This drama has a charm for the public beyond its own intrinsic worth - it was written by Richard
Brinsley Sheridan. If that name has no power over the reader's imagination, so as to give to every sentence a degree of interest,
let him throw aside the book, and forbear to seek after literary pleasures, for he has not the taste to enjoy them.
Although "The Duenna's" highest claim to notice, depends, now, upon the reputation of its author, yet the author
was first indebted to "The Duenna" for the honour of ranking among poets, and of receiving from the fashionable
world all those animating caresses, so dear to a poet's heart.
This opera was brought upon the stage in 1775, and during that, and many following years, dellighted the dramatic world;
still the author did not receive undivided praise for its success: - Musicians had their share, and certain
singers of the most forcible attraction.
Divested of all adventitious aid, the value of the opera consists in the beautiful poetry of many of the songs;
for though it is a production of much ingenuity and skill, it does not give a presage, either in wit or incident,
of such a work, from the same hand, as "The School for Scandal." The comparing of Isaac's neuter faith to the
blank leaf between two scripture doctrines is, indeed, the happy conception of a very extraordinary imagination;
but as this brilliant sentence stands in the dialogue unrivalled, without companion, or comparison with any other
in the play, it has more the appearance of some other writer's wit, than that of the ostensible authorp;
though subsequent wit from the same pen allows him most probable claim to it.
Of less doubtful origin is the best incident in the opera, or rather, the foundation and fable of the opera
itself, which is borrowed from Wycherley's "Country Wife." - Not purloined, and the mark taken out, to
prevent detection; but fairly borrowed, and used almost to the very letter.
Neither is the scene of Friar Paul and his brethren of Mr. Sheridan's invention; but is either taken from
some other French author.
Margaret, the Duenna, has some resemblance to Bickerstaff's Ursula - but little Isaac, the Jew, seems to be a character
wholly original; and notwithstanding, there is great humour in him, there is, at the same time, infinite instruction.
He is an excellent example for men, vain either of their persons, or their intellects. He has all the folly of both elderly
and youthful coxcombs; and is happily punished by a destiny, which, in general, falls to their share.

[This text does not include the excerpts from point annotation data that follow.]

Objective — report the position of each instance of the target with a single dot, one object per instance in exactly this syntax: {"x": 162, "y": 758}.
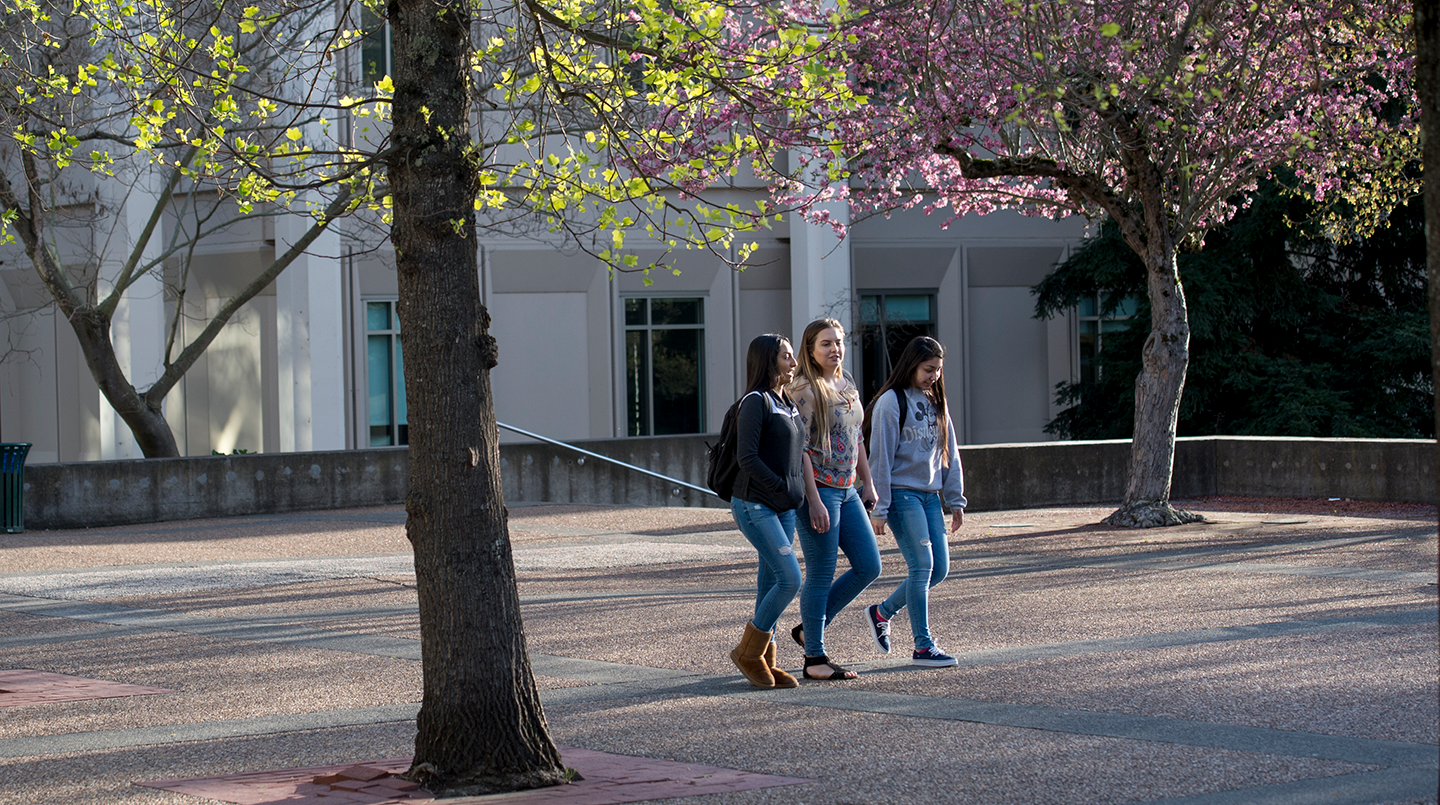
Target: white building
{"x": 314, "y": 360}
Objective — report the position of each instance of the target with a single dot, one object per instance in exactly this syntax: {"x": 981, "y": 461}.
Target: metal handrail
{"x": 641, "y": 470}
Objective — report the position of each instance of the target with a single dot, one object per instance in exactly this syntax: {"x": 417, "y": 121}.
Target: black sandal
{"x": 837, "y": 673}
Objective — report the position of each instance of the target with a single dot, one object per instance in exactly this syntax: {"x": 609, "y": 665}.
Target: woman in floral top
{"x": 834, "y": 516}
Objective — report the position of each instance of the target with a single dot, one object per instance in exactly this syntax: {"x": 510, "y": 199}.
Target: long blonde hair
{"x": 811, "y": 373}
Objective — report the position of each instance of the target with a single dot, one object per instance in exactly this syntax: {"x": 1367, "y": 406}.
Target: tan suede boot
{"x": 749, "y": 657}
{"x": 782, "y": 678}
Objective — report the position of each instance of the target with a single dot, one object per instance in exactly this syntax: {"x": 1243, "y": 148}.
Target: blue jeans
{"x": 772, "y": 533}
{"x": 848, "y": 532}
{"x": 918, "y": 523}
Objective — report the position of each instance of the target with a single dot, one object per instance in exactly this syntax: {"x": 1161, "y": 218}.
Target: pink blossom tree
{"x": 1159, "y": 114}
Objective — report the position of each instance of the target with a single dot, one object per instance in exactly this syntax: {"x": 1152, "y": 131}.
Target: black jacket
{"x": 768, "y": 448}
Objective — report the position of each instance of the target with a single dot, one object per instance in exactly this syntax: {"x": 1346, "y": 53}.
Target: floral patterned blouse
{"x": 834, "y": 458}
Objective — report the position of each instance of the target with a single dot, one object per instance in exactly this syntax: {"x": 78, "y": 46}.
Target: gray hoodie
{"x": 910, "y": 460}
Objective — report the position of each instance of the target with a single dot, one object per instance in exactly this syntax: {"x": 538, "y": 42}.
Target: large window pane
{"x": 635, "y": 311}
{"x": 674, "y": 311}
{"x": 378, "y": 362}
{"x": 637, "y": 383}
{"x": 907, "y": 307}
{"x": 677, "y": 357}
{"x": 401, "y": 416}
{"x": 378, "y": 316}
{"x": 375, "y": 49}
{"x": 887, "y": 323}
{"x": 869, "y": 310}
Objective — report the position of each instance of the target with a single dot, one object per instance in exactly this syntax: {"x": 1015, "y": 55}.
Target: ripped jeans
{"x": 772, "y": 533}
{"x": 918, "y": 522}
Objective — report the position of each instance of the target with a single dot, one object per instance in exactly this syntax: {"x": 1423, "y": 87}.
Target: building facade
{"x": 316, "y": 360}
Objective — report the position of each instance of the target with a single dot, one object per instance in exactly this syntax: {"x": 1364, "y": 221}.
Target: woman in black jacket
{"x": 768, "y": 490}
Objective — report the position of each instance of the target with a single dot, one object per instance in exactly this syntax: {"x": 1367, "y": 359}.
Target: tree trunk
{"x": 1427, "y": 87}
{"x": 149, "y": 425}
{"x": 481, "y": 727}
{"x": 1157, "y": 399}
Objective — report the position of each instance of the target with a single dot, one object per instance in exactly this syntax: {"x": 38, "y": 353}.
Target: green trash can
{"x": 12, "y": 486}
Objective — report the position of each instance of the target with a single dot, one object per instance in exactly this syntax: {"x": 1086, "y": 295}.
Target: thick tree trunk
{"x": 147, "y": 422}
{"x": 1157, "y": 401}
{"x": 481, "y": 729}
{"x": 1427, "y": 85}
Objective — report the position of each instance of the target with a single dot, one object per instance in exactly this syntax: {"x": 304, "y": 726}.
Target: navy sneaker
{"x": 932, "y": 658}
{"x": 879, "y": 628}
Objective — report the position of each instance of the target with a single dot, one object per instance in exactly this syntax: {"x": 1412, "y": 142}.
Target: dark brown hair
{"x": 902, "y": 376}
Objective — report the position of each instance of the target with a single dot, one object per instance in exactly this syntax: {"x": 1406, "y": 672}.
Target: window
{"x": 375, "y": 48}
{"x": 1093, "y": 327}
{"x": 664, "y": 353}
{"x": 385, "y": 375}
{"x": 887, "y": 323}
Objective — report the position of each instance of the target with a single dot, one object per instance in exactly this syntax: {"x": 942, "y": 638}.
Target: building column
{"x": 138, "y": 327}
{"x": 820, "y": 275}
{"x": 310, "y": 339}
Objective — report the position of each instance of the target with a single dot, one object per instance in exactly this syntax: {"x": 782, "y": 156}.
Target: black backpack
{"x": 723, "y": 465}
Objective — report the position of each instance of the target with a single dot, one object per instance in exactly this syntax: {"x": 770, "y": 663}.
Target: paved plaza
{"x": 1280, "y": 653}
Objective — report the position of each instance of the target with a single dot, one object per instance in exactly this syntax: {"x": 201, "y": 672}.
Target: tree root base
{"x": 1151, "y": 514}
{"x": 483, "y": 785}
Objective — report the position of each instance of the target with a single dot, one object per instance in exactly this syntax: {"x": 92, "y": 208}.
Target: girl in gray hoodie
{"x": 913, "y": 461}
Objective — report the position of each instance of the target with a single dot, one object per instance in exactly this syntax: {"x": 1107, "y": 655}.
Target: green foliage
{"x": 1292, "y": 334}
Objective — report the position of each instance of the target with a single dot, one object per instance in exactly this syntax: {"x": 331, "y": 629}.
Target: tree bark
{"x": 1427, "y": 87}
{"x": 481, "y": 727}
{"x": 1158, "y": 390}
{"x": 147, "y": 422}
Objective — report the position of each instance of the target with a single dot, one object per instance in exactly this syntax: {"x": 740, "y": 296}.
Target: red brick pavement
{"x": 23, "y": 686}
{"x": 609, "y": 779}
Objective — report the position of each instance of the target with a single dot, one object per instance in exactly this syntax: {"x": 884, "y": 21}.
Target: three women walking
{"x": 799, "y": 445}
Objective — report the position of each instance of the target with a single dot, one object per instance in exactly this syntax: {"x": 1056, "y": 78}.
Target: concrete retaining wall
{"x": 108, "y": 493}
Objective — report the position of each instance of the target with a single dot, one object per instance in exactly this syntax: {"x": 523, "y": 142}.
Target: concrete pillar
{"x": 310, "y": 339}
{"x": 821, "y": 277}
{"x": 138, "y": 327}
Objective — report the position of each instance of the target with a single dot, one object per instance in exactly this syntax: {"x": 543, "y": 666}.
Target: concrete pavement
{"x": 1283, "y": 651}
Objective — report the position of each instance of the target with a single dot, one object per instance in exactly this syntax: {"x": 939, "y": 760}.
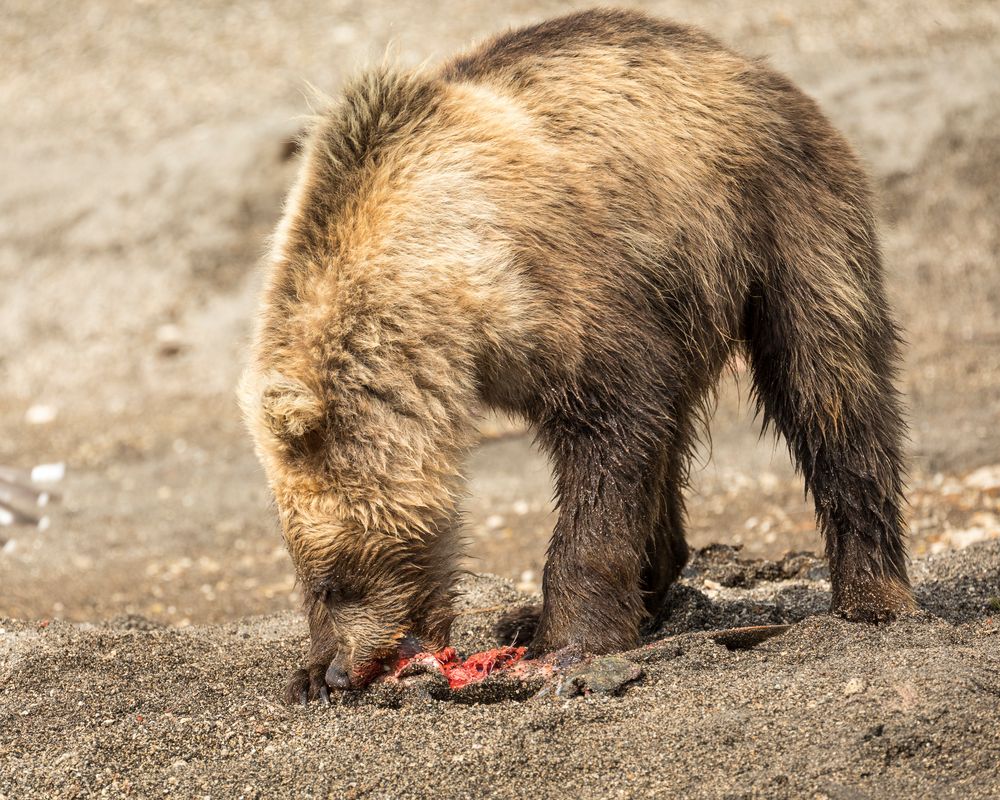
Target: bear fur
{"x": 580, "y": 223}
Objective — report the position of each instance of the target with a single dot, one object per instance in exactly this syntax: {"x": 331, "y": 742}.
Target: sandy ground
{"x": 142, "y": 162}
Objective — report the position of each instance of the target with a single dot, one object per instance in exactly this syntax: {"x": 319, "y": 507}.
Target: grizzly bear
{"x": 578, "y": 223}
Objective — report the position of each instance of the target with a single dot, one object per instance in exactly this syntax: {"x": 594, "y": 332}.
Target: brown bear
{"x": 580, "y": 223}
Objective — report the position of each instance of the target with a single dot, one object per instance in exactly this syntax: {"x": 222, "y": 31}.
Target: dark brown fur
{"x": 580, "y": 223}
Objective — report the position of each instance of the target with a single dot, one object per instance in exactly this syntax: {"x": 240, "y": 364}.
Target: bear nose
{"x": 337, "y": 678}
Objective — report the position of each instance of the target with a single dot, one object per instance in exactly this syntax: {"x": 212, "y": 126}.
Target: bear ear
{"x": 291, "y": 409}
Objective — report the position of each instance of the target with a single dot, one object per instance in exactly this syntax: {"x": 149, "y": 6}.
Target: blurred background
{"x": 144, "y": 155}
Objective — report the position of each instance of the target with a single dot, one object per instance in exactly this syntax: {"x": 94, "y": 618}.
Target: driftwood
{"x": 24, "y": 493}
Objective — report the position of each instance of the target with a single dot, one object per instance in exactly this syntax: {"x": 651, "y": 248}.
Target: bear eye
{"x": 341, "y": 594}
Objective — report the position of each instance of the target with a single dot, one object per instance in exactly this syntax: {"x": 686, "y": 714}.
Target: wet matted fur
{"x": 578, "y": 222}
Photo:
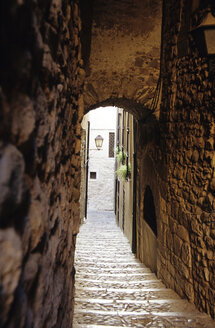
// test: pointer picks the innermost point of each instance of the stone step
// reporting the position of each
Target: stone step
(118, 284)
(114, 290)
(128, 276)
(136, 319)
(125, 293)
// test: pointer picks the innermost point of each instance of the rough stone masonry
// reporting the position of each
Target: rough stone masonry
(41, 108)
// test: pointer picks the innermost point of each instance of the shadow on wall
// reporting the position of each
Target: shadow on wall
(149, 231)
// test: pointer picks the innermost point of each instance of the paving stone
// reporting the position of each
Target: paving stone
(113, 289)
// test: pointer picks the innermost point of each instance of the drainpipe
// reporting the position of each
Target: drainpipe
(134, 228)
(127, 146)
(87, 167)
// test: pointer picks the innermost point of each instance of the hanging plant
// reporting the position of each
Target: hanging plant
(117, 150)
(121, 156)
(124, 172)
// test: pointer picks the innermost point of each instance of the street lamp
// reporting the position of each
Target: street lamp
(99, 142)
(204, 36)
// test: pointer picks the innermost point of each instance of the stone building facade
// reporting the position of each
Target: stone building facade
(43, 100)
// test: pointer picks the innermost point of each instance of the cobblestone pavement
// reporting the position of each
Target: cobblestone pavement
(113, 289)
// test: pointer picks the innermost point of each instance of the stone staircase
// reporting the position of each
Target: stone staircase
(113, 289)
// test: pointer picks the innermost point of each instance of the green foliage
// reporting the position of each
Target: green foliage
(123, 172)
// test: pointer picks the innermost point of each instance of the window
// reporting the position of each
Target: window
(93, 175)
(111, 144)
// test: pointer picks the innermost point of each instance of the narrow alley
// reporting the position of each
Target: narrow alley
(113, 289)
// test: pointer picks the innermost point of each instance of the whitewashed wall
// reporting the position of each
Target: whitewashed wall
(101, 190)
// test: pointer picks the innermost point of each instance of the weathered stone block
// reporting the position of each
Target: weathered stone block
(12, 183)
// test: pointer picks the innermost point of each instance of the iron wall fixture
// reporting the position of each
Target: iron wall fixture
(204, 37)
(99, 142)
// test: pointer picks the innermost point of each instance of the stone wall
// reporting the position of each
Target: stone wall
(125, 52)
(41, 107)
(186, 170)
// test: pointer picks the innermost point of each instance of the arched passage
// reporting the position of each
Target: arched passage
(149, 231)
(149, 210)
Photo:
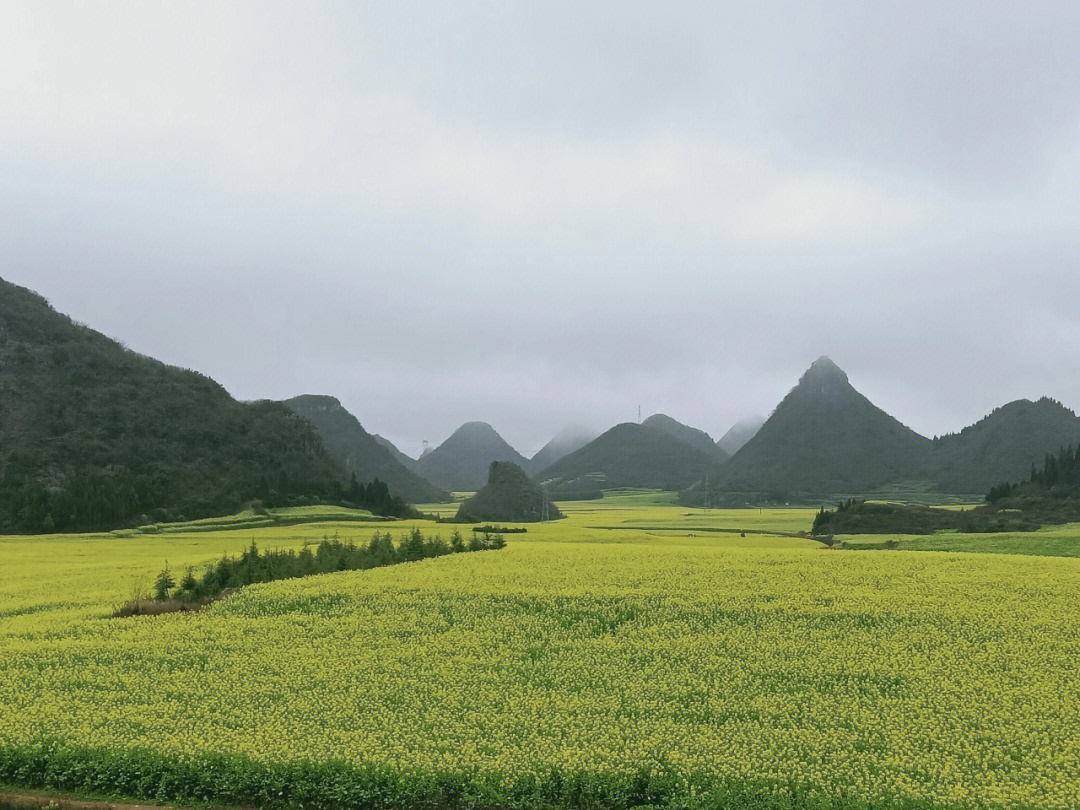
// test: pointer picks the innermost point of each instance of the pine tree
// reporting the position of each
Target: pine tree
(163, 584)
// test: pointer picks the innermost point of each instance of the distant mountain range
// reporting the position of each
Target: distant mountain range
(825, 436)
(461, 462)
(740, 433)
(360, 453)
(1003, 446)
(630, 455)
(691, 436)
(93, 435)
(563, 444)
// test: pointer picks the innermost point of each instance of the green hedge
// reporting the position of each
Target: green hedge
(238, 781)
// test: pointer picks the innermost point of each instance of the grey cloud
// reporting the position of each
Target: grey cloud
(550, 214)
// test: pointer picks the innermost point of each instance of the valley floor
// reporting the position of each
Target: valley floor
(634, 653)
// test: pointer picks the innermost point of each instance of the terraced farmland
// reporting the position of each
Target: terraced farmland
(579, 666)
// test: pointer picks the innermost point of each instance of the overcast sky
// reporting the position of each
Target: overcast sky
(545, 214)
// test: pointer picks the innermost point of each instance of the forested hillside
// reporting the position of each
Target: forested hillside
(359, 451)
(93, 435)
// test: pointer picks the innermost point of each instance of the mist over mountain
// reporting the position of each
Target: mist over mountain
(740, 433)
(359, 451)
(1003, 446)
(561, 445)
(94, 435)
(509, 495)
(630, 455)
(826, 437)
(692, 436)
(407, 461)
(461, 462)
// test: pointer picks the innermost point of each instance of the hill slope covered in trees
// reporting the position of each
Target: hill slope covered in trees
(461, 462)
(1003, 446)
(561, 445)
(93, 435)
(359, 451)
(825, 437)
(630, 455)
(510, 495)
(692, 436)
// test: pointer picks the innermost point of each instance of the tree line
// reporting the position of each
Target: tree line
(327, 556)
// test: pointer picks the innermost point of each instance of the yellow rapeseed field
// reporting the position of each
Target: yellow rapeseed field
(943, 676)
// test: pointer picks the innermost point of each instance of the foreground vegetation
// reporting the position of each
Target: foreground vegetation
(329, 556)
(580, 666)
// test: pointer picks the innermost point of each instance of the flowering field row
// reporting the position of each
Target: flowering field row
(787, 676)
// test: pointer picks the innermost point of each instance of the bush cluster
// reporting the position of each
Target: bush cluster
(331, 555)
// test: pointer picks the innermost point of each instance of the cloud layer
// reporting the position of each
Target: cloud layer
(542, 214)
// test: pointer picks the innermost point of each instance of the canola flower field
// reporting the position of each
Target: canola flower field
(663, 660)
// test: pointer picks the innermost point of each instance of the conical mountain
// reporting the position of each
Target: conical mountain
(93, 435)
(359, 451)
(740, 433)
(630, 455)
(825, 437)
(562, 445)
(692, 436)
(511, 496)
(1002, 446)
(461, 462)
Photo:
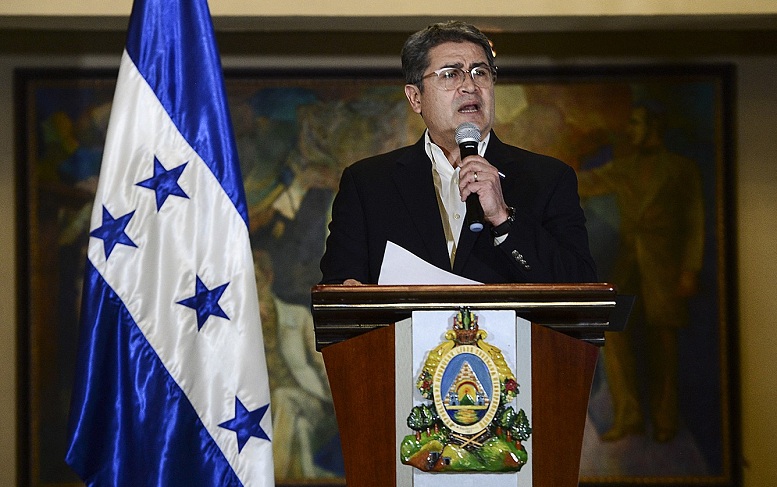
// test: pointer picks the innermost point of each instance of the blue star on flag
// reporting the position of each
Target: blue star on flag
(164, 183)
(246, 424)
(206, 302)
(112, 233)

It is painful to record errors; but as the author was a young man, and somewhat inexperienced, at the time of
writing this drama, these circumstances may be his excuse for having here slandered a noble science, which he has since
pursued with unremitting industry; and which, no doubt, has long given him reason to recant that
unguarded declaration, in page 44, which alleges that "conscience has nothing to do with politics."